O Tio Alvarino da Serreta
(foto retirada do livro "Filósofos da Rua" de Augusto Gomes)
Quando conheci o Tio Frederico,na década de 70 de 1900, já ele me parecia velho. Tinha “venda” de mercearia e bebidas na fronteira de Santa Bárbara com as Doze Ribeiras. Era um conforto os minutos que, por motivos profissionais, passava com ele na visita semanal das terças. Sempre cheio de “salamaleques” todas as conversas terminavam num irrecusável “mata-bicho”. Testemunhas deste cerimonial eram os três ou quatro pequenos cálices de vidro lascados que conheciam o hálito de todos os fregueses. Para mim estava sempre reservado o do Tio Alvarino. O tempo foi passando e com ele foi crescendo a minha curiosidade de conhecer o homem que ficara perpetuado num pequeno e lascado cálice de vidro da venda do Tio Frederico. Para não ser muito directo com receio de alguma indiscrição, perguntei um dia ao meu bom amigo: “deve ter sido uma pessoa importante, este Tio Alvarino? Pelo sorriso do meu interlocutor tive a certeza de que a pergunta pecava por tardia. O seu corpo baixo e franzino, agitou-se realçando o nervoso miudinho que o caracterizava.
- Mais um “calsinhos”, disse ele (para mim uma aguardente traçada com aniz e para ele um whisky, por lhe ter sido proibido pelo médico beber bebidas brancas).
- O tio Alvarino era um “carroceiro” da Serreta que todos os dias que Nosso Senhor “botava no mundo” aparelhava o seu inseparável “gigante” e, manhã cedo, ala até à cidade. Para baixo, sempre ligeiro, recolhia ele as notas de encomendas para comprar nas lojas de Angra. Ao fim do dia, no regresso, carroça carregada, a viagem era bem mais lenta. Em cada venda apeava-se o Tio Alvarino e, depois de entregue a mercadoria, bebia o seu “calsinho”, isto em todas as paragens e também na do Tio Frederico. Claro que o resultado final era uma diária e quase permanente carraspana. Aconselhavam-no os amigos: “Ó Alvarino, estás a dar cabo de ti!” mas nada, era sempre a mesma coisa todos os dias.

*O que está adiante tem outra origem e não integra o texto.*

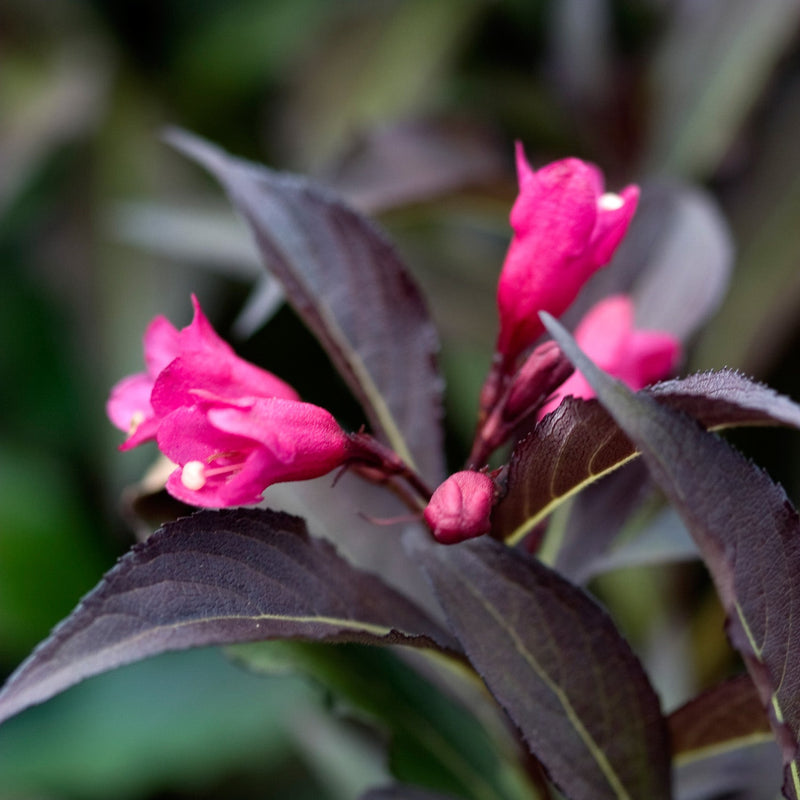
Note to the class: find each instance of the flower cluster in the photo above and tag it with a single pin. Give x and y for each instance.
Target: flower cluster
(232, 429)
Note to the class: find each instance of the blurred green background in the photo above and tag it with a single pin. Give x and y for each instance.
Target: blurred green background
(409, 107)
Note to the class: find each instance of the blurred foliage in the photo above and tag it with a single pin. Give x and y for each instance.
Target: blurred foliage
(96, 237)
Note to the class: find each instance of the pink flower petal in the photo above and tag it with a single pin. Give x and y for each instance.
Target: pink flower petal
(565, 229)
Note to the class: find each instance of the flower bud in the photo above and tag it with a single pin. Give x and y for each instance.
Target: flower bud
(608, 336)
(565, 229)
(460, 507)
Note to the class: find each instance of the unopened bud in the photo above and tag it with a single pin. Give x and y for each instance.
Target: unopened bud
(545, 369)
(460, 507)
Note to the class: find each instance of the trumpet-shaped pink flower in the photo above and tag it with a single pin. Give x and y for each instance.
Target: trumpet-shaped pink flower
(565, 228)
(636, 357)
(231, 428)
(460, 507)
(196, 358)
(228, 452)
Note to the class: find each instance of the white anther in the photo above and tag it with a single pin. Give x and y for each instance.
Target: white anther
(193, 475)
(610, 201)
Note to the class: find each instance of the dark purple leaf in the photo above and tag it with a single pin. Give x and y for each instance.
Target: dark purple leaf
(580, 441)
(725, 717)
(597, 516)
(347, 282)
(399, 792)
(675, 261)
(748, 534)
(554, 661)
(218, 578)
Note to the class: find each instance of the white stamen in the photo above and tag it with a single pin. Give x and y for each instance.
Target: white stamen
(193, 475)
(137, 418)
(610, 201)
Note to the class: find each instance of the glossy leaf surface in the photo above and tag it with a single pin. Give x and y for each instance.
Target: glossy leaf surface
(580, 441)
(748, 534)
(435, 741)
(348, 284)
(217, 578)
(724, 717)
(555, 662)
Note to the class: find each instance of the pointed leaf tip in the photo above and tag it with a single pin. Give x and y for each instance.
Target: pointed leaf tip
(218, 577)
(347, 282)
(748, 534)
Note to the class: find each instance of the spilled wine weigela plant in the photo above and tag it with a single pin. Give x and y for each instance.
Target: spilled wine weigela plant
(481, 591)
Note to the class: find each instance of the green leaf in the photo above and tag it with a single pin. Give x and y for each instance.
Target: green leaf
(748, 534)
(555, 662)
(218, 578)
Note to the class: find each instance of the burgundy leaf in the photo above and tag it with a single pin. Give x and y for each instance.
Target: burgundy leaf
(555, 662)
(675, 261)
(402, 792)
(347, 282)
(748, 534)
(580, 441)
(217, 578)
(724, 717)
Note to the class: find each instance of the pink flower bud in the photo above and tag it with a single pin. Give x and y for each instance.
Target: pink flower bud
(460, 507)
(636, 357)
(565, 229)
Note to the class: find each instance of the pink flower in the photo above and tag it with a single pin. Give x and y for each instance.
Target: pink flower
(228, 452)
(197, 359)
(565, 229)
(460, 507)
(231, 428)
(636, 357)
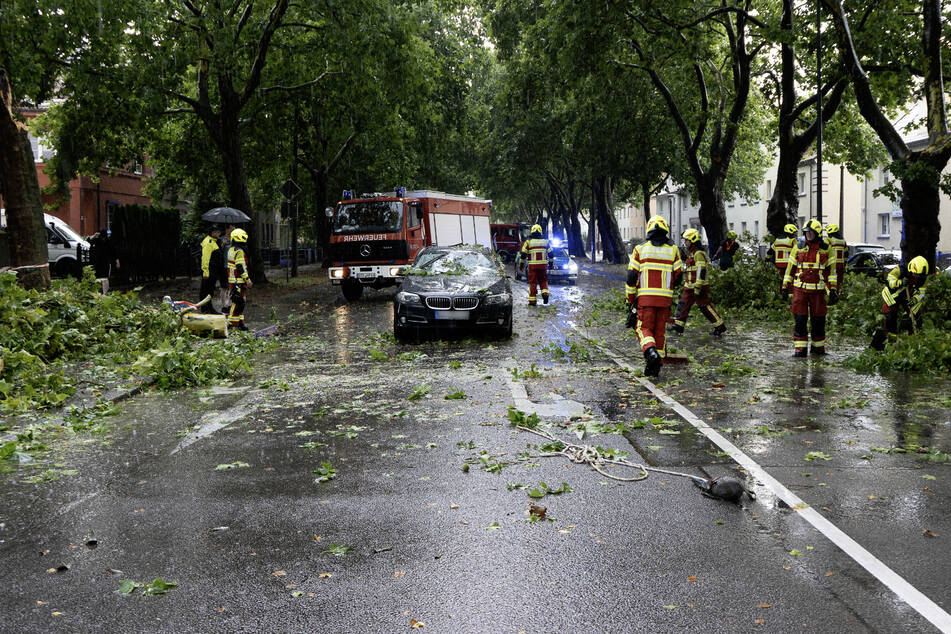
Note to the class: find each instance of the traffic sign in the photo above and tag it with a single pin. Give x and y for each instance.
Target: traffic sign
(290, 189)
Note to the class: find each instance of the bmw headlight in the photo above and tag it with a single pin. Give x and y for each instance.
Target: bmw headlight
(500, 299)
(407, 298)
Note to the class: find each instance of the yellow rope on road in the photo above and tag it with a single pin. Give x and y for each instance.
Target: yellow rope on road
(586, 454)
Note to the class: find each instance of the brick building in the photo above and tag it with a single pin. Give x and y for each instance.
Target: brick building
(90, 203)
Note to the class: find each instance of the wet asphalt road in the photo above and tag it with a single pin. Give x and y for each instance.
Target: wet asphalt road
(437, 542)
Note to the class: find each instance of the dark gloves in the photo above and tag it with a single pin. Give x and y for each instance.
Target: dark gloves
(631, 316)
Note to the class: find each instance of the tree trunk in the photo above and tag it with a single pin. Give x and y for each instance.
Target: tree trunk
(920, 202)
(712, 211)
(611, 240)
(21, 195)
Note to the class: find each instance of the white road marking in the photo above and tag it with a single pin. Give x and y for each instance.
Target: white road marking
(561, 406)
(892, 580)
(214, 421)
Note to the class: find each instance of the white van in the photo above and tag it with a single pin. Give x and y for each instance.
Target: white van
(61, 243)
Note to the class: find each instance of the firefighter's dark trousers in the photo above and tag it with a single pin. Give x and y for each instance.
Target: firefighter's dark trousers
(236, 314)
(207, 288)
(809, 309)
(652, 326)
(537, 276)
(688, 298)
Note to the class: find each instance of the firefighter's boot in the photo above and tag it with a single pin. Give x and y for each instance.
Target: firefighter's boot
(652, 357)
(879, 339)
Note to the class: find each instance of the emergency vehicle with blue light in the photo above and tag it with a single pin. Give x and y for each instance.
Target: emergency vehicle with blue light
(375, 235)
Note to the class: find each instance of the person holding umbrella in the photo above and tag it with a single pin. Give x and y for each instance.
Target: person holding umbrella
(238, 279)
(211, 267)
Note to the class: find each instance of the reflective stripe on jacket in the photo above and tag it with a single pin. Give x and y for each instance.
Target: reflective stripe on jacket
(837, 250)
(696, 271)
(658, 268)
(783, 249)
(536, 251)
(237, 266)
(895, 286)
(809, 269)
(208, 247)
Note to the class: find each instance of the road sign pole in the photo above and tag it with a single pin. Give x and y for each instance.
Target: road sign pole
(294, 239)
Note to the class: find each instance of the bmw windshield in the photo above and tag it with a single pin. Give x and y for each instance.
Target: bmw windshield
(459, 262)
(371, 216)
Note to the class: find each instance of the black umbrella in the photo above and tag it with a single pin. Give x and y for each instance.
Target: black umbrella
(226, 215)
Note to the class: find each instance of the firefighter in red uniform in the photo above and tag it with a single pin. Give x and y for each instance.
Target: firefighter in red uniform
(238, 278)
(655, 268)
(811, 278)
(696, 286)
(838, 249)
(784, 250)
(537, 254)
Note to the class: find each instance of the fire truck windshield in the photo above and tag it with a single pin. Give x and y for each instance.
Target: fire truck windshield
(369, 216)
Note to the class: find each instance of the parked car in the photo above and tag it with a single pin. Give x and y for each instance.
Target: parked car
(461, 286)
(876, 263)
(861, 247)
(61, 243)
(564, 268)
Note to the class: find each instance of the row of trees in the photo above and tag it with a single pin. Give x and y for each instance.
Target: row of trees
(554, 109)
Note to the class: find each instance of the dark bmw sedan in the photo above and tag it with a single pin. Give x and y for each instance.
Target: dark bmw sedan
(453, 287)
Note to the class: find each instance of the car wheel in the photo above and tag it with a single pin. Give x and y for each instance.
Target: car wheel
(402, 333)
(505, 331)
(352, 290)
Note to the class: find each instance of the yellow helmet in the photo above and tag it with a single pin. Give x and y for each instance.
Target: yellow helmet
(918, 265)
(657, 222)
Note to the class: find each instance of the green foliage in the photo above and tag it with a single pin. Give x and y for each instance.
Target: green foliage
(154, 587)
(751, 285)
(325, 472)
(43, 333)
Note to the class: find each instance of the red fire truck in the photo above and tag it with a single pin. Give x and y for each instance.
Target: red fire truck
(373, 236)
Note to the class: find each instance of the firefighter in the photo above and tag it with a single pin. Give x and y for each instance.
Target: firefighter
(811, 278)
(784, 250)
(837, 252)
(727, 250)
(238, 279)
(696, 286)
(537, 253)
(655, 268)
(210, 267)
(902, 296)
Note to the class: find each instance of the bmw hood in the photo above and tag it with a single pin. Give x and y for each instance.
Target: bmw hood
(452, 284)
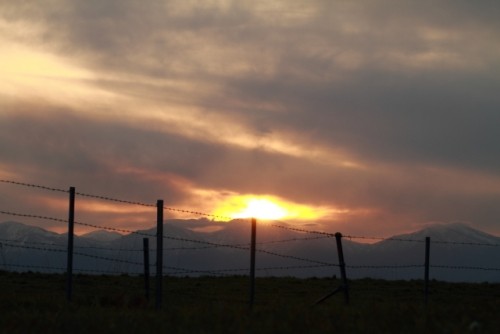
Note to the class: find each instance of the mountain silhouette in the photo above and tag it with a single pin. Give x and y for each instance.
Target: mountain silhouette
(458, 251)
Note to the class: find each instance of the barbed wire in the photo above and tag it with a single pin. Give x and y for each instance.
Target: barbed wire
(117, 200)
(303, 230)
(33, 185)
(295, 258)
(14, 265)
(464, 268)
(464, 243)
(35, 248)
(32, 216)
(397, 266)
(382, 239)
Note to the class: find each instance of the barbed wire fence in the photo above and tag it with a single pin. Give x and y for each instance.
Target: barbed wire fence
(184, 244)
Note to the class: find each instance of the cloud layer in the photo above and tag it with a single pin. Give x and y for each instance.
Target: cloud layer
(385, 112)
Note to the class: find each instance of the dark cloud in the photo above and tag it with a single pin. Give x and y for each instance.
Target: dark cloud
(407, 92)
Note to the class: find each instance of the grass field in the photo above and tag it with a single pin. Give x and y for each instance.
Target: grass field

- “Ó Alvarino, coitada da tua mulher” – disse-lhe um dia o Tio Frederico enquanto atestava o cálice que hoje prepectua o seu nome – “Chegares a casa todos os dias bêbado, sem te lamberes. Para te sofrer, só mesmo uma santa!” – e reforçou – “Coitada! Ela é mesmo uma santa!
Sem espanto, e acenando em consentimento, enquanto limpava a boca à manga do surrado capote, respondeu de pronto o Tio Alvarino: -“É uma santa sim senhor! Mas... a mim o deve!”